I am a huge proponent of advanced analytics and predictive modeling to improve marketing results.
Moreover, I embrace automated modeling, the integration of clusters (or segments) and modeling, and the use of omnichannel campaign management tools. In most cases, more automation and data and analytics mean better marketing results.
Time after time, we see marketing results soar when consumer data and behavioral data are used to develop predictive models that allow for perfectly timed and customized messages. From health insurance, to life insurance, to retail and e-commerce, to utilities, and even CPG, our advanced analytical solutions can make heroes out of our marketing clients.
To be clear, the power of advanced marketing analytics never ceases to amaze me.

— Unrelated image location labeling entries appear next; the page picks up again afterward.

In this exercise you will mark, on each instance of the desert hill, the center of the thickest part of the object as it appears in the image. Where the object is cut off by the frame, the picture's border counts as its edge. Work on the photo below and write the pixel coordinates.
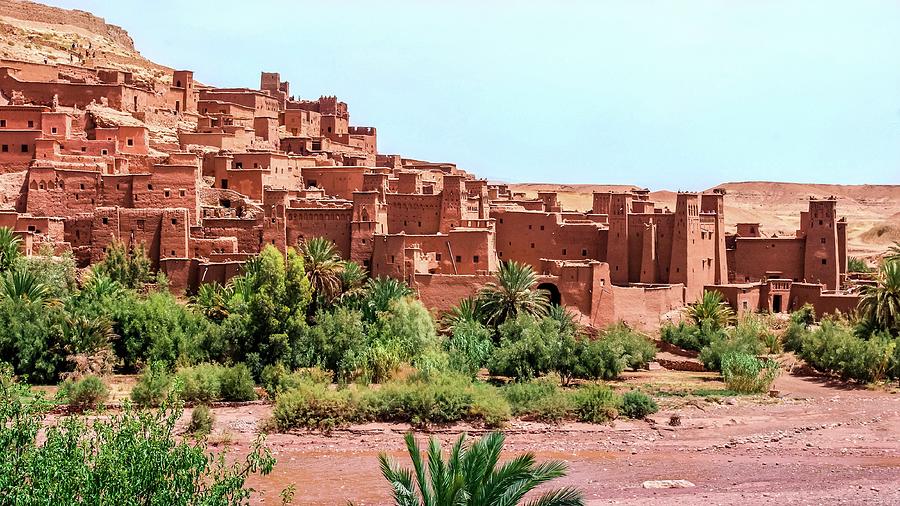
(33, 32)
(872, 210)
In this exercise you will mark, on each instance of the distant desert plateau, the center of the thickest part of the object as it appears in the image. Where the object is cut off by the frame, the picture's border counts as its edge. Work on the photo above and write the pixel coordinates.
(873, 211)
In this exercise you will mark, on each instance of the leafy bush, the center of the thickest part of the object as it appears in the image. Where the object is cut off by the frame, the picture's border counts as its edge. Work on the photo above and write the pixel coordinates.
(440, 400)
(86, 393)
(314, 406)
(129, 458)
(201, 421)
(747, 374)
(633, 347)
(834, 348)
(469, 347)
(638, 405)
(276, 378)
(152, 386)
(211, 382)
(690, 337)
(539, 399)
(745, 338)
(237, 384)
(596, 404)
(201, 383)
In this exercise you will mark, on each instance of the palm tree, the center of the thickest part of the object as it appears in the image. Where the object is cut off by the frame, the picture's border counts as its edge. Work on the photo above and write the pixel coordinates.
(468, 310)
(880, 304)
(22, 285)
(323, 268)
(710, 308)
(513, 294)
(471, 476)
(9, 248)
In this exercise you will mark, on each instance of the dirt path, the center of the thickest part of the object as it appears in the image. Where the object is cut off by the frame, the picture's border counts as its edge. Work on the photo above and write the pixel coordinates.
(818, 444)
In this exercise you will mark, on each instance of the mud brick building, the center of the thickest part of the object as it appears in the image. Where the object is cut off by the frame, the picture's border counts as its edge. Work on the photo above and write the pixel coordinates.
(205, 177)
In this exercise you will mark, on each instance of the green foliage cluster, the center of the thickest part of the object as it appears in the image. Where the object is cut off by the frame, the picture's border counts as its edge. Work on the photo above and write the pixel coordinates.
(212, 382)
(448, 398)
(530, 348)
(835, 348)
(201, 422)
(131, 458)
(472, 474)
(88, 392)
(747, 374)
(638, 405)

With that said, the advent of machine learning and unsupervised marketing execution has ushered in an era of danger and pitfalls.

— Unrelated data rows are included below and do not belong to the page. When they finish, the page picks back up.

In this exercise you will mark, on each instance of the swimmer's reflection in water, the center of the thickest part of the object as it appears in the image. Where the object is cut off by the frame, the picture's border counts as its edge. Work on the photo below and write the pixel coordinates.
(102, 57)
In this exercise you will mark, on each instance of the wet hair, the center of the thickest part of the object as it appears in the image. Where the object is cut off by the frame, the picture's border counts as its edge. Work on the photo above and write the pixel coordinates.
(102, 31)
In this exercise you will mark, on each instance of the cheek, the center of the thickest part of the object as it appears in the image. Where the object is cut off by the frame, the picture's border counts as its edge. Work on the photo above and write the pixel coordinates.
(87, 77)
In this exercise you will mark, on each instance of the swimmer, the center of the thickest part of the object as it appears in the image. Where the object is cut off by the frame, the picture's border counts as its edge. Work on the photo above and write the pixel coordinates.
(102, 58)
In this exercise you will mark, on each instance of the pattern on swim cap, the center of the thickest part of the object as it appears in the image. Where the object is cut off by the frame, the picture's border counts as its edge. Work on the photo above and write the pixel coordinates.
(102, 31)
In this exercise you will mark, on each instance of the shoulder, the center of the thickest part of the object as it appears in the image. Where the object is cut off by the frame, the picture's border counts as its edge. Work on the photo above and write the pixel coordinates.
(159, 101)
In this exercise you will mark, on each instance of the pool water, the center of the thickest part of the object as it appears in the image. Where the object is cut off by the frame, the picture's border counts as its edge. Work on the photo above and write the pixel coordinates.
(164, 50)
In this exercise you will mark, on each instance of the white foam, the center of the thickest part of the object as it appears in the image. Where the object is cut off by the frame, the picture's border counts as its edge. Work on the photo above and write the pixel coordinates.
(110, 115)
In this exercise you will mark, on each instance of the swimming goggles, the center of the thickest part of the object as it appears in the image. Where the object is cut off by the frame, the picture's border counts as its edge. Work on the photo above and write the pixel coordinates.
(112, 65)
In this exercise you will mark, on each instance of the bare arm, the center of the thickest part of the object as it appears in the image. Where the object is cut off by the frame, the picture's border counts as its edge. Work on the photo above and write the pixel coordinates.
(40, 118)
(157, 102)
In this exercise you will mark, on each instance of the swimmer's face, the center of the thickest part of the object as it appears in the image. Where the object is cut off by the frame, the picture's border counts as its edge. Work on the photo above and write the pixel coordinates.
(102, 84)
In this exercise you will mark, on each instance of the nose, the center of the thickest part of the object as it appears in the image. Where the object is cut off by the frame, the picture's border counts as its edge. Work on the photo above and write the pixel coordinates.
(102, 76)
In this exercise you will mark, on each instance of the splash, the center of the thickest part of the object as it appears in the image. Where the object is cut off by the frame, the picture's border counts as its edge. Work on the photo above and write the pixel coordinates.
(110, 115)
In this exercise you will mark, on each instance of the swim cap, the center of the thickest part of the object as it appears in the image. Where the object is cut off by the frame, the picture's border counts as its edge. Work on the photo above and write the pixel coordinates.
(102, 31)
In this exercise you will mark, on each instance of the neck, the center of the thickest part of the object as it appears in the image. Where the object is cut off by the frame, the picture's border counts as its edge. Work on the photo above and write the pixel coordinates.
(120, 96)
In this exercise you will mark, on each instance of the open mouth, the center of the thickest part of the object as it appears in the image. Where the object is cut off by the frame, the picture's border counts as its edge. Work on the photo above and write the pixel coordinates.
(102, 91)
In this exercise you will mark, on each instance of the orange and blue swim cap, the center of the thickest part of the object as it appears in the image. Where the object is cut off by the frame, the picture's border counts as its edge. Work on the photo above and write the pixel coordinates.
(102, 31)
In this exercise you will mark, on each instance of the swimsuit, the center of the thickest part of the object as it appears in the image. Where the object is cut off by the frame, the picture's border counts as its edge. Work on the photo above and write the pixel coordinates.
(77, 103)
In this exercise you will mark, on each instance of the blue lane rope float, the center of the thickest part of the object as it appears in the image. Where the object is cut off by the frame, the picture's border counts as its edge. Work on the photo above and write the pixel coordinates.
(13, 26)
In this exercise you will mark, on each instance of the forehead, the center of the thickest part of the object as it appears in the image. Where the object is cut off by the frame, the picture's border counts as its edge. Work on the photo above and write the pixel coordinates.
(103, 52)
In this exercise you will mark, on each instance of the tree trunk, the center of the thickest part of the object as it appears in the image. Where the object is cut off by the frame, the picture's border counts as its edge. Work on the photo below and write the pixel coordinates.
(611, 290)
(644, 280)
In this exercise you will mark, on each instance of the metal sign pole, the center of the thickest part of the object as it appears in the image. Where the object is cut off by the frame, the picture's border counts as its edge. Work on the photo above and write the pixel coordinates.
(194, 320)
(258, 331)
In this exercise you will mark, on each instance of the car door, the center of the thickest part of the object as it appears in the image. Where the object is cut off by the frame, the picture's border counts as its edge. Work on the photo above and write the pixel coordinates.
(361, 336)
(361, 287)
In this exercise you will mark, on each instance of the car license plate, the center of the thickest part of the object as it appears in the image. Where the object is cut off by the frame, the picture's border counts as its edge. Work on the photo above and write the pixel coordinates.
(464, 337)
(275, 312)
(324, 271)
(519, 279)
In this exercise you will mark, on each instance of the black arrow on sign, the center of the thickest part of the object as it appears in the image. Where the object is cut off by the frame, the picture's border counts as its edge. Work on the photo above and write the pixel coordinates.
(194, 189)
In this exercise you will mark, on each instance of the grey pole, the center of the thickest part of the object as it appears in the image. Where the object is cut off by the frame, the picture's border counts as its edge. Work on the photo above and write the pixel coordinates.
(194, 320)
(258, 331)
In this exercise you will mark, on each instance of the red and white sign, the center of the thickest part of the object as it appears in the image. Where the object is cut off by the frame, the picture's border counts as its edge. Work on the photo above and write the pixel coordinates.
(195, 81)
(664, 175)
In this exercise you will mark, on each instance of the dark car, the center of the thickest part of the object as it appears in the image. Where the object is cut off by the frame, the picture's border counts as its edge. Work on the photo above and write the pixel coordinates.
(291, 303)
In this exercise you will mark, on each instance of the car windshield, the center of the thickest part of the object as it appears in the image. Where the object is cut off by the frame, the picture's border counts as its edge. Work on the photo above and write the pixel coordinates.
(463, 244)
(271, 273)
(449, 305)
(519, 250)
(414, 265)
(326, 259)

Let me be blunt: the use of automated modeling and marketing is not an excuse to turn off your brain.
A Cautionary Tale
Recently, Microsoft's runaway Twitter Bot, called "Tay" serves as a cautionary tale for marketing and analytical professionals everywhere. This article further highlights the need for human participation in the development and execution of marketing models. Both articles are recommended reading for today's direct and digital marketing professionals.
As we all continue to push the boundaries of consumer data, modeling and automated marketing, let's take great care to acknowledge that these times require more from our experience and intellect, not less.